Healthy Homemade Dog Food
- 3 lbs Boneless, skinless chicken breasts
- 3 cups Old-fashioned regular rolled oats cooked
- 2 cups Yellow squash or zucchini shredded
- 1 cup Cabbage shredded
- 1 cup Carrots shredded
- 1 cup Lettuce minced
- 1 cup Frozen green peas or edamame beans thawed
- 1/2 cup Fresh flat-leaf parsley chopped
- Place chicken breasts in a large saucepan; add water until chicken is covered. Bring to a boil over high, and once water boils, reduce heat to medium.
- Simmer until chicken is cooked through, 10 to 12 minutes. Remove from heat, and let chicken cool in chicken broth in saucepan for 30 minutes.
- Transfer chicken to a cutting board, reserving broth. Chop chicken into small pieces. Combine chicken, oats, shredded vegetables, peas, and parsley in a large bowl.
- Add reserved chicken broth, 1/2 cup at a time, until desired consistency is reached based on your dog’s palate.
- To store dog food: Place in ziplock plastic bags, seal and store in refrigerator up to 3 to 4 days, or in freezer up to 3 weeks.
Broccoli Edamame Salad
- 5 cups Broccoli (cut into small florets)
- 1 cup Shelled cooked edamame
- 1/2 cup Peanuts unsalted
- 1/3 cup Creamy peanut butter
- 2 tbsp Honey
- 2 tbsp Hot water
- Heat a large pot of water and bring it to a boil. Add the broccoli florets and boil for approximately 1-2 minutes (do not over-boil!)
- Carefully drain boiling water and transfer broccoli to a large bowl of ice water to stop cooking. Once cooled completely, drain and set aside in a large bowl.
- To the bowl of broccoli, add the edamame & peanuts. Mix well and set aside.
- To make the peanut sauce whisk all ingredients together until fully combined. If dressing is too thick, whisk in more hot water one teaspoon at a time until you reach the desired consistency (I find that thicker is a little better).
- Toss with broccoli salad until everything is completely coated.
Why do dogs love edamame?
Edamame is safe for your dog and is a healthy protein snack. It's packed with omega-3, calcium, and vitamin C. Not only can edamame give your dog a healthy coat and skin, it can also reduce the risk of obesity and diabetes.

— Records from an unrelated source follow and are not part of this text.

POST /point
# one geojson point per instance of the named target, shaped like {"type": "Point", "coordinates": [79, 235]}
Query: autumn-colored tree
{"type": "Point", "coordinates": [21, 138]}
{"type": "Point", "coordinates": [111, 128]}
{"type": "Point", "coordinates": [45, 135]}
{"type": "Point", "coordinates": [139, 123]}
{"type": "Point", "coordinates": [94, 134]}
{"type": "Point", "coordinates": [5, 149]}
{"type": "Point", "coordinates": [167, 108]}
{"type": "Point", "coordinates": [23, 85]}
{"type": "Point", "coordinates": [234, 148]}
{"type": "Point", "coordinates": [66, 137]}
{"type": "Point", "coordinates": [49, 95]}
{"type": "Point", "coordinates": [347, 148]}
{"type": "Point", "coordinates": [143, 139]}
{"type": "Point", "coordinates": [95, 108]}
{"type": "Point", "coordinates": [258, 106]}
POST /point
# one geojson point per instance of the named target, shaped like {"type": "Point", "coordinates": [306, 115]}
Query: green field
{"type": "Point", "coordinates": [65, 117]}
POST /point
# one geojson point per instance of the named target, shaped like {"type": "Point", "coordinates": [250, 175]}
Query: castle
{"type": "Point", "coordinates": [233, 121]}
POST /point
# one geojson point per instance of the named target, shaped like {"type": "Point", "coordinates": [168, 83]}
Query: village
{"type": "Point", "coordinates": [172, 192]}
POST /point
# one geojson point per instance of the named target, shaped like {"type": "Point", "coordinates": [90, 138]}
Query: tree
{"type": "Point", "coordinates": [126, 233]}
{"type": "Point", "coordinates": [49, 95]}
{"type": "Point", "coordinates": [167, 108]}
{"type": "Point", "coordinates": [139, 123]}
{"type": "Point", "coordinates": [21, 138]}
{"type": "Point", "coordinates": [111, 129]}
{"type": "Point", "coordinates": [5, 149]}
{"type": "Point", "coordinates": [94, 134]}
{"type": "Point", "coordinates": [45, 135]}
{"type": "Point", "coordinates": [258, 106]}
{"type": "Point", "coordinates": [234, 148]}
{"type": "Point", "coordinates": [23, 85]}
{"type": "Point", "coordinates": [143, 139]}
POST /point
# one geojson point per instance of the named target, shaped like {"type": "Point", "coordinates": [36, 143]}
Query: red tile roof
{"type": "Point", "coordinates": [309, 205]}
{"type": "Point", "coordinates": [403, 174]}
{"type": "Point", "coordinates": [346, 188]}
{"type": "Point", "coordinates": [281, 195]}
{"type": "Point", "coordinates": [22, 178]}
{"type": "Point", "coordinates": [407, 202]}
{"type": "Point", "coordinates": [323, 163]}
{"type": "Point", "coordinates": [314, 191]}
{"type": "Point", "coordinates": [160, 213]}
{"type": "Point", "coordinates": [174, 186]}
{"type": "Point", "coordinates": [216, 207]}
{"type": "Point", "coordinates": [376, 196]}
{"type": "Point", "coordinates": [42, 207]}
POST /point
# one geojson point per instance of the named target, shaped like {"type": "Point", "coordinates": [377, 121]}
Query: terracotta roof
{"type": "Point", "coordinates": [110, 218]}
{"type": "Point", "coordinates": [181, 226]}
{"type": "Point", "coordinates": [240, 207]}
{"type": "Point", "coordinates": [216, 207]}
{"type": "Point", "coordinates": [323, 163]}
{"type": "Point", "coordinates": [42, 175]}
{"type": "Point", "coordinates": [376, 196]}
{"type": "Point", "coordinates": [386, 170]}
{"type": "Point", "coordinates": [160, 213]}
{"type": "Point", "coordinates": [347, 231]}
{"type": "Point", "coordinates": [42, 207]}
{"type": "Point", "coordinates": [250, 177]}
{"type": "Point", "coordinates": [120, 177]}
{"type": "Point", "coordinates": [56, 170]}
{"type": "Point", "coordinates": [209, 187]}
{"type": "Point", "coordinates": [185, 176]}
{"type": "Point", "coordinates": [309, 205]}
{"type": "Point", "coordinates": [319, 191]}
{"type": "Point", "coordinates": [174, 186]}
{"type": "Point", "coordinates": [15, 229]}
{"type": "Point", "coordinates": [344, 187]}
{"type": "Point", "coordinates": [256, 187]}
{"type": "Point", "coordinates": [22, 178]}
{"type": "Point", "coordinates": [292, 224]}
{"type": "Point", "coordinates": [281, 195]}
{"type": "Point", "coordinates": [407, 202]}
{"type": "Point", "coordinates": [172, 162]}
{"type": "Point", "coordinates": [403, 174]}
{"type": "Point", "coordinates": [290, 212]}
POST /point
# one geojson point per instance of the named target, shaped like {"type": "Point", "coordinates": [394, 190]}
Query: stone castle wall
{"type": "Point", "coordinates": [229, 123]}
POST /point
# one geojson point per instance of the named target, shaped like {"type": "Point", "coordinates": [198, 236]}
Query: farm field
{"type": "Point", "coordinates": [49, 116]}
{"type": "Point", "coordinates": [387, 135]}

Will edamame make a dog sick?
Edamame is packed with fiber, and too much fiber is going to speed up your dog's digestive tract, resulting in diarrhea or vomiting. It can also cause excessive gas or uncomfortable abdominal bloating. If you're snacking on raw edamame, you can safely give your dog a few beans as a treat.
How much edamame can my dog eat?
Along with not being toxic, edamame beans pose no significant health risks to your dog. However, if you decide to incorporate these beans into your dog's diet, don't give them a handful initially. Instead, try only one or two beans.
Can my dog eat edamame?
People usually enjoy edamame with salt or soy sauce, but the safest way to share edamame with your dog is plain, without anything added. Every once in a while, dogs can eat edamame raw, steamed, or frozen.